Kolej ujawnia deficyt
Liderem strat w 1999 roku są Polskie Koleje Państwowe. To przedsiębiorstwo należące do Skarbu Państwa, zatrudniające prawie 171 tys. osób, zanotowało stratę na poziomie 2,2 mld zł.
Tymczasem na rynku nie ma zbyt wielu chętnych do sprzedaży wierzytelności wobec PKP. Dostawcy tworzą stałe grono i jak nieoficjalnie wiadomo, nie chcą pogarszać kontaktów handlowych z monopolistą. Ponadto, znaczna ilość kontraktów jest tak skonstruowana, że uniemożliwia wierzycielom odzyskiwanie należnych pieniędzy przez kompensatę wzajemną.
SPORE zobowiązania PKP dotyczą opłat eksploatacyjnych, głównie za energię elektryczną. Zakłady energetyczne nie pozwalają swoim odbiorcom na ograniczenia co do rozporządzania należnościami. Nawet PKP nie udaje się zapobiec sprzedaży wierzytelności.

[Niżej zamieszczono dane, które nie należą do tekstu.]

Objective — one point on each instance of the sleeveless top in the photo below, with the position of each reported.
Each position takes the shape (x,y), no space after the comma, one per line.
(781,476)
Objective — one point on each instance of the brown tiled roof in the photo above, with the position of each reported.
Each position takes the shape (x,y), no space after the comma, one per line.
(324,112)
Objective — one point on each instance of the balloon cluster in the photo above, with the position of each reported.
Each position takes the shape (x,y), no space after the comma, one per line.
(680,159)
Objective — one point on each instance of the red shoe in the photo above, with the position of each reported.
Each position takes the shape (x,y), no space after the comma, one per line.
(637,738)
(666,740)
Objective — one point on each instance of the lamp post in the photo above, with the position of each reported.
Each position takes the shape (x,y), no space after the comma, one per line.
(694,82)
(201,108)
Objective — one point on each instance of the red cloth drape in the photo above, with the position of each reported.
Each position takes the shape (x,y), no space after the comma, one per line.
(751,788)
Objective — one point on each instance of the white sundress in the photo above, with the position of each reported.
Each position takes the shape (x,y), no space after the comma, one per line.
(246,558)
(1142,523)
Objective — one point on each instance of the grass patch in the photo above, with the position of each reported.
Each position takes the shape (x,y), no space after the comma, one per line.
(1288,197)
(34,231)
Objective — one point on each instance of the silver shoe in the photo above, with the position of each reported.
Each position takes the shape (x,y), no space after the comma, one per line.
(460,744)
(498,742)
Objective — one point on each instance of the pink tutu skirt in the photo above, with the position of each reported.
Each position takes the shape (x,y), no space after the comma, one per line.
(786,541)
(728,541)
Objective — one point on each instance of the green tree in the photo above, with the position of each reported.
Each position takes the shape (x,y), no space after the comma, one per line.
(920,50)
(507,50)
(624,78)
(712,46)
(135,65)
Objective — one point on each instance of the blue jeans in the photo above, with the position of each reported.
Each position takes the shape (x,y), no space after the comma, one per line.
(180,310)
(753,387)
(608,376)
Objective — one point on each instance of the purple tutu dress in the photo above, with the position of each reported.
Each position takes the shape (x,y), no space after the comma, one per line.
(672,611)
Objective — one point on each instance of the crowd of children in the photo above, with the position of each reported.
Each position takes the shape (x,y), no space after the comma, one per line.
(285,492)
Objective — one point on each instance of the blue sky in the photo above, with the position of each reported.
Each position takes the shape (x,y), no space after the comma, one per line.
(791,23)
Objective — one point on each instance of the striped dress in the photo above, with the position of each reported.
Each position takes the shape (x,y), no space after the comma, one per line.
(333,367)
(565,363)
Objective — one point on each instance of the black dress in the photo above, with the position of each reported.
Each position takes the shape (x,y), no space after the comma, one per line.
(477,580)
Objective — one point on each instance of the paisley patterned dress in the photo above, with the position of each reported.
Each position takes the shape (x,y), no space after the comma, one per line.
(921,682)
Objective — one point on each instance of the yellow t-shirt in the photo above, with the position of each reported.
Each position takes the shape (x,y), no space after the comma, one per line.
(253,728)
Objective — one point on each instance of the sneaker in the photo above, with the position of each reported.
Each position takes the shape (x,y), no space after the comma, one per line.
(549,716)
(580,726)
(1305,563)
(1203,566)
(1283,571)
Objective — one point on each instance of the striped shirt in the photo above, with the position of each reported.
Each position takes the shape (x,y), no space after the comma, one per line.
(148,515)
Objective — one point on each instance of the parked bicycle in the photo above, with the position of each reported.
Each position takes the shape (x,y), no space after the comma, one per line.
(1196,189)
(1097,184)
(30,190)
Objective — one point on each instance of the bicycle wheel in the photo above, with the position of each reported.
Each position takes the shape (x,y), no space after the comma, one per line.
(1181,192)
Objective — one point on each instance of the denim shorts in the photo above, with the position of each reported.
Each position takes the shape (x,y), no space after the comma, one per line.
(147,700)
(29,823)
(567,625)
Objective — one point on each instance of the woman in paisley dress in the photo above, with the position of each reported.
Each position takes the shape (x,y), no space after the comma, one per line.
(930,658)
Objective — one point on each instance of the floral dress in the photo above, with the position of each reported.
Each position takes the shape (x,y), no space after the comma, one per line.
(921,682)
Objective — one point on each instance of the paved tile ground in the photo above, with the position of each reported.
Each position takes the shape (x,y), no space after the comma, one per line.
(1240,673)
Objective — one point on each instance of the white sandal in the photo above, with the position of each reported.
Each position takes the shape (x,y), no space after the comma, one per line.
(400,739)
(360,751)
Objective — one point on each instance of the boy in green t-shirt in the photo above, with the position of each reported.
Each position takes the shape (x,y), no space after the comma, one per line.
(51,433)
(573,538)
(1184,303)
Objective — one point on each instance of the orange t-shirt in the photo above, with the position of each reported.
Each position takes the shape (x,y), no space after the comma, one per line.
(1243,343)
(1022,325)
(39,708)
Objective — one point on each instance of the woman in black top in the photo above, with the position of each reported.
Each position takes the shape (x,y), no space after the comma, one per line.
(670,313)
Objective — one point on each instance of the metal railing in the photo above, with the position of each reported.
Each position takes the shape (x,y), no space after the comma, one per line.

OD KILKU miesięcy funkcjonują zasady przeprowadzania kompensat wzajemnych należności z udziałem PKP. Wierzyciel kolei może ubiegać się o takie rozliczenie dopiero po czterech miesiącach od daty sprzedaży towaru. Termin zapłaty za towar wynosi 60 dni, zaś zgodnie z warunkami przekazanymi swoim kontrahentom kompensata jest możliwa dopiero po 60 dniach od terminu płatności. Po dwóch miesiącach starań o zapłatę PKP umożliwia wszczęcie procedury kompensacyjnej. Żaden z zapytanych wierzycieli nie potwierdził, że owe dwa miesiące, kiedy dług jest wymagalny, to czas na zapłatę gotówkową. Natomiast gotówki brakuje. Najlepiej wiedzą o tym podmioty z zaplecza kolei. Niektóre zakłady naprawcze mimo pełnego portfela zamówień mają spore kłopoty z utrzymaniem płynności finansowej. Brakuje pieniędzy na wypłatę świadczeń pracowniczych i podatków. Cykliczne spotkania z dyrekcją PKP zdaniem gości nie przynoszą spodziewanych efektów. Nieco lepiej wiedzie się firmom których współpraca z PKP finansowana jest poprzez znaczne instytucje, a środki nie przepływają przez PKP.